If Albert Einstein's theory of general relativity holds true, then a black hole, born from the cosmically quaking collisions of two massive black holes, should itself "ring" in the aftermath, producing gravitational waves much like a struck bell reverberates sound waves. Einstein predicted that the particular pitch and decay of these gravitational waves should be a direct signature of the newly formed black hole's mass and spin.
Now, physicists from MIT and elsewhere have "heard" the ringing of an infant black hole for the first time, and they have found that the pattern of this ringing predicts the black hole's mass and spin – more evidence that Einstein was right all along.
The findings also favor the idea that black holes lack any sort of "hair" – a metaphor referring to the idea that black holes, according to Einstein's theory, should exhibit just three observable properties: mass, spin, and electric charge. All other characteristics, which the physicist John Wheeler termed "hair," should be swallowed up by the black hole itself and would, therefore, be unobservable.
The team's findings support the idea that black holes are, in fact, hairless.
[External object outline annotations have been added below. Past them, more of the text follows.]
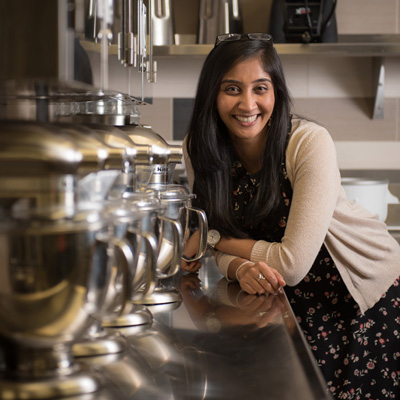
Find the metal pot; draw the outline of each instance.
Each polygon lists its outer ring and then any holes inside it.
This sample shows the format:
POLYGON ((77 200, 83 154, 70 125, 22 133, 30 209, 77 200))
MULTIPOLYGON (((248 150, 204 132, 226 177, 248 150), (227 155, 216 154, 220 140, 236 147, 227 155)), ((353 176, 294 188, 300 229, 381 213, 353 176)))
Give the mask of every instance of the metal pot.
POLYGON ((399 199, 389 191, 388 180, 342 178, 342 186, 350 201, 361 204, 372 214, 385 221, 388 204, 399 204, 399 199))

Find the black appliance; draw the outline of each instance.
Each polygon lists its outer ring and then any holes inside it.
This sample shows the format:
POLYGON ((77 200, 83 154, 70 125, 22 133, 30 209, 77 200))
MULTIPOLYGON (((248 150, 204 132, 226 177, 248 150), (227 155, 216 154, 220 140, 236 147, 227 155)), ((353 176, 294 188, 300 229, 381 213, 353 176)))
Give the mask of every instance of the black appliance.
POLYGON ((337 42, 336 2, 273 0, 270 34, 274 42, 337 42))

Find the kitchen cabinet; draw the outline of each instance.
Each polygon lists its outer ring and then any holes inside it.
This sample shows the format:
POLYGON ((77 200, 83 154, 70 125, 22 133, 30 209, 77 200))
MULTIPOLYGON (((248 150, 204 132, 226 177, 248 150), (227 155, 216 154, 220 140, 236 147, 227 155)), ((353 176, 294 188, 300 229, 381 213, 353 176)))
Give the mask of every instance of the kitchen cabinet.
MULTIPOLYGON (((184 42, 185 40, 182 40, 184 42)), ((210 44, 154 46, 154 57, 199 57, 211 51, 210 44)), ((374 105, 372 118, 384 117, 385 59, 400 57, 400 35, 339 35, 336 43, 279 43, 275 45, 282 56, 365 57, 373 60, 374 105)))

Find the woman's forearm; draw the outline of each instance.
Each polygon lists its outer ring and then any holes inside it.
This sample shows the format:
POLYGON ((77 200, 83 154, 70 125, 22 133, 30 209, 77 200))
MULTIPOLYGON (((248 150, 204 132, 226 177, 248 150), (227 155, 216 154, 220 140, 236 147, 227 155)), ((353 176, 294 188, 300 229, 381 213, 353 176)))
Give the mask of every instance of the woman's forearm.
POLYGON ((253 239, 235 239, 222 237, 218 244, 215 246, 215 249, 223 253, 232 254, 233 256, 249 260, 254 243, 256 243, 256 241, 253 239))

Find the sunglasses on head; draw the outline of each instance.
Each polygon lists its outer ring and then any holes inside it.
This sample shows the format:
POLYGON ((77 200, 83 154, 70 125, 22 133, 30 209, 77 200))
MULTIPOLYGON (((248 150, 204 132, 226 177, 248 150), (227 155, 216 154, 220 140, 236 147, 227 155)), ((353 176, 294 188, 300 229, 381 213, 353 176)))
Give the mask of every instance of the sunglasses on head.
POLYGON ((242 39, 261 40, 272 44, 272 36, 268 33, 223 33, 217 36, 214 47, 219 46, 222 42, 235 42, 242 39))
The researchers were able to identify the pattern of a black hole's ringing and, using Einstein's equations, calculated the mass and spin that the black hole should have, given its ringing pattern. These calculations matched measurements of the black hole's mass and spin made previously by others.
If the team's calculations deviated significantly from the measurements, it would have suggested that the black hole's ringing encodes properties other than mass, spin, and electric charge – tantalizing evidence of physics beyond what Einstein's theory can explain. But as it turns out, the black hole's ringing pattern is a direct signature of its mass and spin, giving support to the notion that black holes are bald-faced giants, lacking any extraneous, hair-like properties.
"We all expect general relativity to be correct, but this is the first time we have confirmed it in this way," says Maximiliano Isi, a NASA Einstein Fellow in MIT's Kavli Institute for Astrophysics and Space Research. "This is the first experimental measurement that succeeds in directly testing the no-hair theorem. It doesn't mean black holes couldn't have hair. It means the picture of black holes with no hair lives for one more day."